Imperial display from the time of the Great Exhibition in 1851 to the end of the Victorian era provide the focus for the book's next three essays. Jeffrey Auerbach begins with that Great Exhibition (returning to the terrain of his The Great Exhibition: A Nation on Display [1999]) and traces forward to the Festival of Empire, held at the rebuilt Crystal Palace in Sydenham in 1911. “The Empire occupied only a relatively small place at the Great Exhibition” (112), he argues, although the exhibition did promote imperial holdings in a range of ways. Later exhibitions, however, culminating with the Festival of Empire, “the grandest imperial celebration ever held in the Crystal Palace” (131), underlined the imperial far more explicitly, and accompanied that more imperial focus with forms of human display absent in the original Crystal Palace. Ashley Jackson and David Tomkins, drawing on the Bodleian Library's John Johnson Collection of Printed Ephemera (also the key source for their Illustrating Empire: A Visual History of British Imperialism [2011]), catalog key imperial themes in print ephemera (ranging from leaflets and postcards to advertisements and matchbooks): “veneration of prominent figures” (151); bolt labels “attached to the ends of cotton bolts exported from British mills” (153); depictions of “indigenes as servants, labourers, and producers” (155); “consumer branding” on labels and advertisements (158); and ephemeral materials that “affirm the existence of a distinctly British world” 160). Berny Sèbe seeks to fill in the details of imperial literary production by looking at actual print runs of books, including “imperial geographies” (170), like atlases and descriptive accounts, and books embodying an “imperial ethos” (176), from imperial histories to Rudyard Kipling tales. In closing, Sèbe also attends to the ways in which imperial products were circulated in the empire itself, with publisher Macmillan's supplying of texts for Indian schools.

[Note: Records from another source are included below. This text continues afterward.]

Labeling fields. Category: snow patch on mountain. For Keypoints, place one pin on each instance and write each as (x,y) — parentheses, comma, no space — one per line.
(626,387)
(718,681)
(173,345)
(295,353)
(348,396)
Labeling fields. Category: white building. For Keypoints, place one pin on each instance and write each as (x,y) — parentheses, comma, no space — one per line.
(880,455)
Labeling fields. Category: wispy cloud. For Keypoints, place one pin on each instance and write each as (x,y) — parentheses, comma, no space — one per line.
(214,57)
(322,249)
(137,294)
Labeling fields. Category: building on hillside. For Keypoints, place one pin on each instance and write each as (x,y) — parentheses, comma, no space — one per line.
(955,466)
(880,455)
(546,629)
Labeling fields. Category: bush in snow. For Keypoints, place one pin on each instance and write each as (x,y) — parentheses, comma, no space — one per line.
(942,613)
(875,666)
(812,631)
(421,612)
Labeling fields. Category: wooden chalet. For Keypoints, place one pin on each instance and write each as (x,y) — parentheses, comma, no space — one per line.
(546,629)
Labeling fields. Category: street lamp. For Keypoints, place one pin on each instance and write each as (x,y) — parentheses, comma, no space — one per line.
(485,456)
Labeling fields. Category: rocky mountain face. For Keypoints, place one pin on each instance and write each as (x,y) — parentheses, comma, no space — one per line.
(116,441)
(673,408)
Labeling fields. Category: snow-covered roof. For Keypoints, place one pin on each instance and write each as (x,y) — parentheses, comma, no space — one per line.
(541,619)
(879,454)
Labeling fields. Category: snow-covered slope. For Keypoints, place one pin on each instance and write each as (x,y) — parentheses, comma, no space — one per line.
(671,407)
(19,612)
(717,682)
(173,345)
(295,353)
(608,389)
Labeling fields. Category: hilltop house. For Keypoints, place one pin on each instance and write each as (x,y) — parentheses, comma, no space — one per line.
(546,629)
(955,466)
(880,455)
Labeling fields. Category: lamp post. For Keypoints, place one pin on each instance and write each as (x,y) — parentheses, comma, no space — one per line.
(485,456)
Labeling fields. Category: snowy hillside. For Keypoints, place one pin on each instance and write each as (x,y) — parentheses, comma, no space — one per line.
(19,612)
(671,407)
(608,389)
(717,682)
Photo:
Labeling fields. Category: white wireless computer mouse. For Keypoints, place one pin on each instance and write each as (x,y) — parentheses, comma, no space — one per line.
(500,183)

The closing three chapters evaluate early twentieth-century forms of imperial display. MacKenzie examines the last major durbar in comparison to its predecessors in 1877 and 1903. He concludes: “that of 1911 was genuinely climactic since it most clearly expressed the fantasies of empire” (198), and significantly more spectacular (and expensive) than its predecessors. Nalini Ghuman, against a historiographical tradition of neglect for Elgar's music for imperial occasions (and an undercurrent of scholarship that insists the music was never completed or performed), argues that Elgar's music provided a critical unifying thread to the disparate musical and other displays at the British Empire Exhibition, highlighting “Elgar's central role, in collaboration with Noyes, in generating that unity, in drawing the disparate narratives of imperial expansion together” (239). Ghuman concludes that Elgar's “musical language and performing forces, participates triumphantly in the attempt of the whole British Empire Exhibition to return to a prewar sense of the spectacle of empire” (251). Finally, in another essay on that British Empire Exhibition, Sarah Longair examines the ways in which elites in Zanzibar constructed a historical narrative for the island in the Zanzibar Court and its accompanying handbook, then redeployed the materials for texts and a museum in Zanzibar itself after the exhibition closed.